[Torchelastic][Logging] Pluggable logsspecs using python entrypoints and option to specify one by name. (#120942)
Summary:
Expose an option to users to specify name of the LogsSpec implementation to use.
- Has to be defined in entrypoints under `torchrun.logs_specs` group.
- Must implement LogsSpec defined in prior PR/diff.
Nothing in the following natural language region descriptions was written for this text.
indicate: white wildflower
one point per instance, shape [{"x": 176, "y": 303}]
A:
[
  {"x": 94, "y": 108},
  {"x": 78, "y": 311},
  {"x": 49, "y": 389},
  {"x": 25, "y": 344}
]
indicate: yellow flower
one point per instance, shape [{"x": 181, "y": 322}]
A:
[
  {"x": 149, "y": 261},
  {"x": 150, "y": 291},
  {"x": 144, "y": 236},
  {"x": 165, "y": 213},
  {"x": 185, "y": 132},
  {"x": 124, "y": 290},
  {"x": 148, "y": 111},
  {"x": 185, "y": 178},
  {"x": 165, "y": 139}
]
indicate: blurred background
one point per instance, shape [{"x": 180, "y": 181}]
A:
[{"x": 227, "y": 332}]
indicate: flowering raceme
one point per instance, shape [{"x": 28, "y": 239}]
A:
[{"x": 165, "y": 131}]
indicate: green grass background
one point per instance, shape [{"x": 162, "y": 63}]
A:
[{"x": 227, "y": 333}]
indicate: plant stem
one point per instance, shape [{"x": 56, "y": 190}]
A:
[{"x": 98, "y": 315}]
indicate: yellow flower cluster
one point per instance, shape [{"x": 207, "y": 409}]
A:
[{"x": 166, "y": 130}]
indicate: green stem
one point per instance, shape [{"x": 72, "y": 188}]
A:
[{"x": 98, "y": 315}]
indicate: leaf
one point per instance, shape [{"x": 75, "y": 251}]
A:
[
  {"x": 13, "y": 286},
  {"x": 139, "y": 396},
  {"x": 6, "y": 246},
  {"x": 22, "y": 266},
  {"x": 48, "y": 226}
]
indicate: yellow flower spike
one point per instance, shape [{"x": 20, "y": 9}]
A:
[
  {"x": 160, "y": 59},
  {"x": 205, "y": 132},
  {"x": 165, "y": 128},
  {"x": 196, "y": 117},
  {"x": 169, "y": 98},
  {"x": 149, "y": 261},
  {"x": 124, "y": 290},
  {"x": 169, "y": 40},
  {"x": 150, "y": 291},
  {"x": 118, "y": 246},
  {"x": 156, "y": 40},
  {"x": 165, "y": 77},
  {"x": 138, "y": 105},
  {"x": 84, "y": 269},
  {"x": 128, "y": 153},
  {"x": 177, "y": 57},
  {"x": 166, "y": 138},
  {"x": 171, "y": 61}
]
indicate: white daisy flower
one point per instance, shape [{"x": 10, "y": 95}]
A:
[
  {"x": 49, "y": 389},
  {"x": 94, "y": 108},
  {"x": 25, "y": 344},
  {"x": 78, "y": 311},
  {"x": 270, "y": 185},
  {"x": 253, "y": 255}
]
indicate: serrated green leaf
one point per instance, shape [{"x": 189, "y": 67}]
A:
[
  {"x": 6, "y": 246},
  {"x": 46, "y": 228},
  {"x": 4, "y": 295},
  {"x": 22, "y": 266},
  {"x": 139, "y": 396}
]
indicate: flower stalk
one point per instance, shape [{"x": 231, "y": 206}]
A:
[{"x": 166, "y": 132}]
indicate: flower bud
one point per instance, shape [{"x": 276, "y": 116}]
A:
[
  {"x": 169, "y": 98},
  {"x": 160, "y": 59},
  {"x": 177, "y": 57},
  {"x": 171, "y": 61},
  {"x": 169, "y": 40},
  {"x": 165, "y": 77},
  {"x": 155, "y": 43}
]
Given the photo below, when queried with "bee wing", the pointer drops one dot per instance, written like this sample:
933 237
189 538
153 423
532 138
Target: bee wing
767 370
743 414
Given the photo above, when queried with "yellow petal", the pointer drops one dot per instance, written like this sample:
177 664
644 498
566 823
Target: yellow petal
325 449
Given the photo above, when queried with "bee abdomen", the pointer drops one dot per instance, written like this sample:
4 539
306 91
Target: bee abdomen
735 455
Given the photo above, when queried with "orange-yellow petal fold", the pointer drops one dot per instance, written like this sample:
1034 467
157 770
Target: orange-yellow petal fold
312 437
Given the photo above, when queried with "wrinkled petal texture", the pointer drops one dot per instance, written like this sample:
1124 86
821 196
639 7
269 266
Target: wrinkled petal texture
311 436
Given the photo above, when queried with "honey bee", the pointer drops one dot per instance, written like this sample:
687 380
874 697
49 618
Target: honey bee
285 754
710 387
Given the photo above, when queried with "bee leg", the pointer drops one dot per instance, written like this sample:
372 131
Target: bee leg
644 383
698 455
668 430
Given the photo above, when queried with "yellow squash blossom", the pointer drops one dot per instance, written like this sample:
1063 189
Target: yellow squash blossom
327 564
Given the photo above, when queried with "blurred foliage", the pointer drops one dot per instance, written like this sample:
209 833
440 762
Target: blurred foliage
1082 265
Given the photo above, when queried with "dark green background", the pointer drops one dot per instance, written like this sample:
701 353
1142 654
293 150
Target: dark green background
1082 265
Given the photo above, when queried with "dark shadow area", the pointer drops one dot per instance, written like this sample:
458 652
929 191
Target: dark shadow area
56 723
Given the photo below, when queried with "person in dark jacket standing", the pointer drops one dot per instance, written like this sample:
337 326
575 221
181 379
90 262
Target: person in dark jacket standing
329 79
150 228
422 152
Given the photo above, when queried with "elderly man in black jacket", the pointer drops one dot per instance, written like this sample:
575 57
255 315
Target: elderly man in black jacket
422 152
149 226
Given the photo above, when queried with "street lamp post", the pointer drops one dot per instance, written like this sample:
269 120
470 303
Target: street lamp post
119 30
Test Plan: unit test+local tests
Reviewed By: ezyang
Differential Revision: D54180838
Pull Request resolved: https://github.com/pytorch/pytorch/pull/120942
Approved by: https://github.com/ezyang
diff --git a/setup.py b/setup.py
index 7eec481..84cd3fd 100644
--- a/setup.py
+++ b/setup.py
@@ -1055,7 +1055,10 @@
"convert-caffe2-to-onnx = caffe2.python.onnx.bin.conversion:caffe2_to_onnx",
"convert-onnx-to-caffe2 = caffe2.python.onnx.bin.conversion:onnx_to_caffe2",
"torchrun = torch.distributed.run:main",
- ]
+ ],
+ "torchrun.logs_specs": [
+ "default = torch.distributed.elastic.multiprocessing:DefaultLogsSpecs",
+ ],
}
return extensions, cmdclass, packages, entry_points, extra_install_requires
diff --git a/test/distributed/launcher/run_test.py b/test/distributed/launcher/run_test.py
index be30e0f..f33d075 100644
--- a/test/distributed/launcher/run_test.py
+++ b/test/distributed/launcher/run_test.py
@@ -17,17 +17,18 @@
import uuid
from contextlib import closing
from unittest import mock
-from unittest.mock import Mock, patch
+from unittest.mock import MagicMock, Mock, patch
import torch.distributed.run as launch
from torch.distributed.elastic.agent.server.api import RunResult, WorkerState
+from torch.distributed.elastic.multiprocessing import DefaultLogsSpecs
from torch.distributed.elastic.multiprocessing.errors import ChildFailedError
from torch.distributed.elastic.rendezvous.etcd_server import EtcdServer
from torch.distributed.elastic.utils import get_socket_with_port
from torch.distributed.elastic.utils.distributed import get_free_port
from torch.testing._internal.common_utils import (
- TEST_WITH_DEV_DBG_ASAN,
skip_but_pass_in_sandcastle_if,
+ TEST_WITH_DEV_DBG_ASAN,
)
@@ -504,6 +505,55 @@
is_torchelastic_launched = fp.readline()
self.assertEqual("True", is_torchelastic_launched)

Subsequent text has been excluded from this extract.